Ailing Gupta company resumes retrenchments
Shiva Gold lays off workers despite attempts to save it, Shiva Coal continues production
ANOTHER Gupta-owned company, Shiva Uranium, has resumed retrenching its workforce amid attempts to rescue the ailing mining firm.
Shiva Uranium’s business rescue practitioners Chris Monyela and Juanito Damons announced that Shiva Gold in Hartebeestein, North West, had been placed under care and maintenance and the process of retrenching employees had started.
They said an agreement to retrench employees had been signed.
At Shiva Coal in Brakfontein, Mpumalanga, there is ongoing production, with overheads being taken care of by the mining contractor.
National Union of Mineworkers Matlosana regional secretary Masibulele Naki told Independent Media yesterday the process of retrenching the remaining workforce had started, with Shiva Uranium employees undergoing medical examinations that would confirm they were employable in the industry and elsewhere.
According to Naki, Shiva Uranium’s medical station has capacity to conduct medical exit examinations of six mineworkers a day. He said workers should not only be paid retrenchment packages but the salaries Shiva Uranium stopped paying them last year.
By November, the employees were owed about R8.2million at Shiva Gold while outstanding salaries stood at almost R2m at Shiva Coal.
Naki said before the initial round of retrenchments Shiva Uranium had a workforce of around 600.

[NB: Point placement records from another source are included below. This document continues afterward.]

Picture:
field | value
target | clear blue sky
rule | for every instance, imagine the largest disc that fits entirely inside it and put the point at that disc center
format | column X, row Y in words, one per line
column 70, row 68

The retrenchments come as the legal battle over Shiva Uranium heads back to court after two business rescue practitioners lost their North Gauteng High Court bid to be recognised.
Mahomed Tayob and Eugene Januarie have asked Acting Judge Mokhine Mosopa to grant them leave to appeal the judgment he handed down in December which dismissed the two business rescue practitioners’ application to interdict the Companies and Intellectual Property Commission (CIPC) from implementing the Companies Tribunal’s decision not to recognise them.
Tayob and Januarie say the high court erred in fact in holding that it was necessary for the second business rescue practitioner, Monyela, to give his approval of the appointment made by Shiva Uranium’s board.
“In doing so the court subordinated the correctly taken decision of the board to an incompetent individual not entitled to act for the company on his own,” reads Tayob and Januarie’s application for leave to appeal.
They argue that the correct interpretation of the law requires that on the question of the appointment of a business rescue practitioner in the wake of the resignation of a duly appointed business rescue practitioner, the board alone is competent to make the appointment and does not require the approval of any remaining business rescue practitioner.
“The court erred in approving the appointment of the third respondent (Damons) as a business rescue practitioner to the first respondent (Shiva Uranium) under circumstances where the first respondent, acting through its directors, had not made the appointment of the third respondent,” say Tayob and Januarie.
Tayob and Januarie had wanted the high court to review and set aside the tribunal’s November decision and declare them and Monyela the duly and lawfully appointed business rescue practitioners of Shiva Uranium.
But Judge Mosopa found Monyela’s appointment was not unlawful and that he was competent to remain Shiva Uranium’s business rescue practitioner.
“However, in due regard of the fact that the first respondent (Shiva Uranium) is a large company, the company or the creditors who appointed the practitioner who resigned must take all the necessary steps to ensure that a senior practitioner(s) is appointed to fill the vacant post left by Cloete Murray,” stated the judge.
Murray resigned in September and Shiva Uranium chief executive George van der Merwe, one of the company’s two directors, appointed Tayob and Januarie as joint rescue practitioners.
The CIPC rejected Damons’s appointment because of potential conflict of interest but Monyela successfully requested the tribunal to recognise him.